Para o virologista, hipótese de o vírus ser transmissível sexualmente não é o que mais preocupa especialistas
por Deutsche Welle publicado 27/01/2016 05h55
Cristine Rochol / PMPA
Zika vírus

Técnicos aplicam inseticida no bairro de Petrópolis, em Porto Alegre, em 19 de janeiro

Por Carla Bleiker

A Organização Mundial de Saúde (OMS) afirmou nesta segunda-feira (25/01) que o zika foi isolado no sêmen humano e que foi relatado um caso de possível transmissão sexual. No entanto, são necessárias mais evidências para confirmar se o contato sexual é de fato uma forma de contágio, disse a entidade.

Em entrevista à Deutsche Welle, o médico e virologista Jonas Schmidt-Chanasit, do Instituto Bernhard Nocht de Medicina Tropical em Hamburgo, afirma que há a possibilidade de o zika ser transmitido pelo leite materno, pelo sangue ou pelo contato sexual.

Schmidt-Chanasit destaca, no entanto, que o zika não é, de forma alguma, um novo HIV, adaptado ao homem. Trata-se de um "vírus de mosquito".

DW: O vírus zika está se disseminando pelas Américas do Sul e do Norte. As pessoas podem se infectar mutuamente?

Jonas Schmidt-Chanasit: O vírus se espalha principalmente por meio de mosquitos. Há também a possibilidade de que ele seja sexualmente transmissível, mas isso é algo secundário. O perigo está principalmente no seguinte: a maioria das pessoas infectadas pelo zika não adoece e, portanto, não sabe que está contaminada. Isso torna uma transmissão sexual um pouco mais fácil.

DW: E na relação social cotidiana?

JSC: Transmissões como no caso do ebola – através de gotículas de secreções, pelo toque ou pelo beijo – não são possíveis. O vírus zika não deve ser comparado, de forma alguma, ao ebola ou ao HIV. Isso poderia levar às teorias mais estapafúrdias – com alguém dizendo que se trata do novo HIV.

O vírus, no entanto, é claramente um "vírus de mosquito". Ele se adequou a esse pequeno inseto e, normalmente, não tem nada a ver com o ser humano – ali, no lugar de onde ele vem, ou seja, da selva. Não se trata de nenhum agente patogênico como o HIV, que se adaptou relativamente bem ao homem e que também pode ser transmitido de pessoa para pessoa.

Jonas Schmidt-Chanasit
Para Schmidt-Chanasit, há possibilidade de transmissão sexual, mas não se trata da principal forma de contágio
DW: O vírus pode ser transmitido pelo sangue?
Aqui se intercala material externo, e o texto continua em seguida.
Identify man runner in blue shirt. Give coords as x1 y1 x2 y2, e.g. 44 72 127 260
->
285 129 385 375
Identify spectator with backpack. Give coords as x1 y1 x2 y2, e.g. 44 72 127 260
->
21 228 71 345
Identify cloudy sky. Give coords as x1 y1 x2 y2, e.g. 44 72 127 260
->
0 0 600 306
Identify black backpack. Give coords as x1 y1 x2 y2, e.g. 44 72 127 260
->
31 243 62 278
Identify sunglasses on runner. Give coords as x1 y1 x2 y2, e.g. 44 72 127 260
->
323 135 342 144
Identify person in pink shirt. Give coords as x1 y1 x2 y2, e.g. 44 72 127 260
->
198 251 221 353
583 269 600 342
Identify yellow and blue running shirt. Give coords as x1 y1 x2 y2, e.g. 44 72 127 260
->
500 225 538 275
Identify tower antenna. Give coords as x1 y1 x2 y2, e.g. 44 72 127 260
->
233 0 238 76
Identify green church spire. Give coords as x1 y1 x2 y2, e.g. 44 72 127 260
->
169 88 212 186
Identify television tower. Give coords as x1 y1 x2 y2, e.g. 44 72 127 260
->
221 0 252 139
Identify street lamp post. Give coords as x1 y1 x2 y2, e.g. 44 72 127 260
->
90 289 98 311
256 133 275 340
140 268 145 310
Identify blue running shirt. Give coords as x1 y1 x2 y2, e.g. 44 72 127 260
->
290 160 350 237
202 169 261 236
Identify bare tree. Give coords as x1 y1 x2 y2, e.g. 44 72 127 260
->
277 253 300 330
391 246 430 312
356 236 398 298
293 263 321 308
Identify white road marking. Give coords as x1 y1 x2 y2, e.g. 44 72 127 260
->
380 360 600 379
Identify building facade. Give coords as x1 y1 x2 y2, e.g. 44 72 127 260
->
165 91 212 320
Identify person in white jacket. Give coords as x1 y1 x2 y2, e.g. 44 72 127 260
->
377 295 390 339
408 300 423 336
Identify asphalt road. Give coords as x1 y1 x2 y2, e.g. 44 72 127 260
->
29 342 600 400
JSC: Uma transmissão através de transfusões de sangue é possível – como no caso da dengue, cujo vírus é parente do zika. Para que isso seja evitado, é claro que agora produtos derivados do sangue devem ser testados em regiões de alto risco. O zika também pode ser transmitido através do leite de mães infectadas. Mas essa não é a principal via [de transmissão], que afeta milhões de pessoas.

DW: A transmissão direta, de pessoa para pessoa, tem importância na disseminação do vírus?

JSC: Quanto maior for o número de casos, mais interessantes se tornam essas vias de transmissão, que normalmente desempenham um papel secundário. Se há milhões de casos, isso não deve ser negligenciado. Isso é objeto da pesquisa atual. Temos que continuar investigando: com que frequência isso acontece, por quanto tempo o vírus pode ser detectado no sêmen e assim por diante.

DW: Essas vias de transmissão direta são motivo de preocupação?

JSC: A possível transmissão sexual é um aspecto, mas certamente não é o que mais traz dor de cabeça para mim e outros colegas, mas sim a questão de como proteger a mulher grávida, de como suprimir a propagação do vírus e de como combater o mosquito.

DW: O quão perigoso é o vírus zika?

JSC: No geral, trata-se de uma situação inesperada. O zika é, falando em sentido figurado, um vírus selvagem e que nos assusta e amedronta. Especialmente as malformações em recém-nascidos são dramáticas. Isso me preocupa, assim como as lesões neurológicas em adultos associadas à infecção.